All the Way to the Bone
I wish,
I pray,
I prayed,
I thought,
I even sing,
for all good things to come
your way,
I told myself all those
who hurt you,
harm you,
humilitate you,
will answer,
everybody thinks that way when it is
a loved one,
but I remember,
I let it go,
because some of them call you “friend.”
The pain will burn for years,
and like a fire,
the embers slowly fade,
there is no regret for having
such a fire,
not having it would be the loss,
I am there,
for you,
to the end,
to the last,
the edge of the road,
a new path begins,
walking all the way
till the foot is bone.
Just Mina, Just Stanley
The scent of celery mixed with onions
drifted from the kitchen,
We weren’t white,
We were just Indins,
practicing one of the many holidays that
wasn’t ours,
They sacrificed,
all the time,
but this time,
we have turkey,
we weren’t rich,
we were completely broke like some,
we were eating turkey,
“Some families are lucky to have just soup today,”
mom sometimes said,
not a story to make us feel guilty
but a reporting of truth.
Nothing real fancy,
but it is good,
nothing elegant,
but a lot of grace.
Dad always made sure,
dad made those sacrifices,
together-mom and dad,
made the impossible, possible,
food on the table.
They left into the spirit world,
missing them,
not saying to them,
“thank you,”
we were Indins,
not white,
just Indins,
thank you to my
parents,
just Mina, just Stanley,
our parents.
Discount Save
Please, I don't care where and when Jesus or God found you.
Be it in prison,
the lawn and garden section of Wal-Mart,
the parking lot of Popeye's,
In a bar—on the bar floor—the cement outside of the bar,
in the bed of the woman, or man you are cheating with,
in a bathroom stall with a Republican Representative,
but come on,
once you have Jesus's/God's love,
Don't use it to preach man's hate...!!!!
William S. Yellow Robe, Jr. is an Assiniboine playwright.
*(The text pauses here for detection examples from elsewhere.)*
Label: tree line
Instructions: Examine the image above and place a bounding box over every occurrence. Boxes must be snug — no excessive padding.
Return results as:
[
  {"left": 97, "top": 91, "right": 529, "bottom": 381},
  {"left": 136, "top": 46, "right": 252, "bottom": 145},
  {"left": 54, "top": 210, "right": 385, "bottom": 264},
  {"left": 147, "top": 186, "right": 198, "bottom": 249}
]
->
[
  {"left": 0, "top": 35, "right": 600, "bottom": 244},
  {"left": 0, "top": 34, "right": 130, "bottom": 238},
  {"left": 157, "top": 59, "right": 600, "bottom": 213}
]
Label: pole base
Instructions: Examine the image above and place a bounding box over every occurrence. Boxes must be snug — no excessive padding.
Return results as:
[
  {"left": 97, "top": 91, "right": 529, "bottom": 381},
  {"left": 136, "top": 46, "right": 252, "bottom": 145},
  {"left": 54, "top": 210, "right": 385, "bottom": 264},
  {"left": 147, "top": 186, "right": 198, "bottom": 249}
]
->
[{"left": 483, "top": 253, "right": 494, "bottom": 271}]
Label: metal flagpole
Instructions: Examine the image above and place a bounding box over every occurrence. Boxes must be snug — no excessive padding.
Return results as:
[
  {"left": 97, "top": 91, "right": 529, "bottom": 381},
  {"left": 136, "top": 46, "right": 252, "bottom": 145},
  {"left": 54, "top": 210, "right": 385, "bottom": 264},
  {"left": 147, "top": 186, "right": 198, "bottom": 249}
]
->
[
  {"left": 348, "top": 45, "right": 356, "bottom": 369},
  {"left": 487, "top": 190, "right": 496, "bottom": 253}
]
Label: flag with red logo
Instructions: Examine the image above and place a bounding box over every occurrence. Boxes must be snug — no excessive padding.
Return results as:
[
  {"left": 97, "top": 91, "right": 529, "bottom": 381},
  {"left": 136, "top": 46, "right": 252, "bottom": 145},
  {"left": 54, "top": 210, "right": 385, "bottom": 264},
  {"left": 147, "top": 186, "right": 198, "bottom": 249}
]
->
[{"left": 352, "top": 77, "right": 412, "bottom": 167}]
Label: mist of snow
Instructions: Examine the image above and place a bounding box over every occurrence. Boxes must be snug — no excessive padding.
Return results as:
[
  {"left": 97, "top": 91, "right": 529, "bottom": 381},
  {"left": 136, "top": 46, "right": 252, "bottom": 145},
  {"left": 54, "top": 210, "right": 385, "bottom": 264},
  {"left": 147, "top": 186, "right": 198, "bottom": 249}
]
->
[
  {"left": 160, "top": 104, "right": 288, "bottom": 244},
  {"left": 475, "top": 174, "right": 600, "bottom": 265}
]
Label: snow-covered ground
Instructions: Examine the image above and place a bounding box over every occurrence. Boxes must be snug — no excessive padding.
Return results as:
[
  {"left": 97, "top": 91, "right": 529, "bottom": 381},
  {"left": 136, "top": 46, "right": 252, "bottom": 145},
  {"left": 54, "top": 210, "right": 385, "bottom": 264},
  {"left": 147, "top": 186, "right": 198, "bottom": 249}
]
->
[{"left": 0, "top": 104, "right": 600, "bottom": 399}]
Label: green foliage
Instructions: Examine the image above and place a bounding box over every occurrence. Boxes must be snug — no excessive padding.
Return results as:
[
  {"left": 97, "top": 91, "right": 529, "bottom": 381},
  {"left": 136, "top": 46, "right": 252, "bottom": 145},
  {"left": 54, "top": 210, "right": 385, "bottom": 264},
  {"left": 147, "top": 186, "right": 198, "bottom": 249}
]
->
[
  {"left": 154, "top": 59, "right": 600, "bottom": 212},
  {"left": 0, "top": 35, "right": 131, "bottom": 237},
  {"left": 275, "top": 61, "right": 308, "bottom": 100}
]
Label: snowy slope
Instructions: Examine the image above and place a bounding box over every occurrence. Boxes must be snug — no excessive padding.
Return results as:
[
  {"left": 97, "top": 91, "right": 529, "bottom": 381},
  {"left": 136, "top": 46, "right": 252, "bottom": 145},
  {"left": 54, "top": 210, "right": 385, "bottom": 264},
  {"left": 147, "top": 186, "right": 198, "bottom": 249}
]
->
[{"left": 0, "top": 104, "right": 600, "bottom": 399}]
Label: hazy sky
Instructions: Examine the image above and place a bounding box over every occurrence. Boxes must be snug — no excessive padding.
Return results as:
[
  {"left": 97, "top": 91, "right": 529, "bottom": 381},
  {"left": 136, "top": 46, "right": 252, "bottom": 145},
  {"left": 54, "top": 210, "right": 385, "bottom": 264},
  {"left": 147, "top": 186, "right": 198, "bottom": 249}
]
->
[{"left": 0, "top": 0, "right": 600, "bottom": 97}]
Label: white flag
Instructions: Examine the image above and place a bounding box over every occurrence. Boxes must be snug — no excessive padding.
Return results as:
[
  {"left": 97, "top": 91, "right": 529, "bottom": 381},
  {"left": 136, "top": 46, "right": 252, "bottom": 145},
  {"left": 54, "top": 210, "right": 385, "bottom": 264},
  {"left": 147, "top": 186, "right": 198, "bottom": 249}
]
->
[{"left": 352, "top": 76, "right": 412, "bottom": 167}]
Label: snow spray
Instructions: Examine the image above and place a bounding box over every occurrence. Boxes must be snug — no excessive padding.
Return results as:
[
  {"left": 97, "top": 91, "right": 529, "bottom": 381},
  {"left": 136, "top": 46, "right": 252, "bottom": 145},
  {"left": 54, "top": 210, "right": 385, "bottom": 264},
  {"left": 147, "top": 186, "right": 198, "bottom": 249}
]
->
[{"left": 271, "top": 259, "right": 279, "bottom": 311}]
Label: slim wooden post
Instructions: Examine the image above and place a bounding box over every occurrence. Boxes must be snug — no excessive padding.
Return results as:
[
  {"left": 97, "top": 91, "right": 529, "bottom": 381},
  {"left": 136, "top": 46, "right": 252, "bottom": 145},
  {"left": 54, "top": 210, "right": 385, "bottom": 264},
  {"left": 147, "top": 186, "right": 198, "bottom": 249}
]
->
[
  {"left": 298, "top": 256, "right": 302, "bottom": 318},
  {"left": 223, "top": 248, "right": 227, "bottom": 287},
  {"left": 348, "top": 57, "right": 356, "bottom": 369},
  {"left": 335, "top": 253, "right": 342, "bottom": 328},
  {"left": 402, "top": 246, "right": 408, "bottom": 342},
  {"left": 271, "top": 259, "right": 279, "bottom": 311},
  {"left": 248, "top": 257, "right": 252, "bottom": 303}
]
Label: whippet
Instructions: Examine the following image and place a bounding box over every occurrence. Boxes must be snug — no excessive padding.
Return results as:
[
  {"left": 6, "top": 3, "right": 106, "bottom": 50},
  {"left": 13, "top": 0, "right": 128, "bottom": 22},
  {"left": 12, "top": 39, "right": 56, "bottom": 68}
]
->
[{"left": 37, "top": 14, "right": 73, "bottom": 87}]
He is a recipient of the Lifetime Achievement Award from the Native Writers’ Circle of the Americas. His play, Makin Indixns, was one of five newly completed one-act plays and was published in the America’s Best One-Act Plays. Other publications of his work include Grandchildren of the Buffalo Soldiers and Other Untold Stories, a collection of his full-length plays, Where the Pavement Ends: New Native Drama, a collection of his one-act plays. Wood Bones, a full length play, was produced this November at the University of Maine, Orono, Maine. He is a member of the Ensemble Studio Theatre and Penumbra Theatre. Yellow Robe resides in Maine where he is a Libra Professor at the English Department, University of Maine.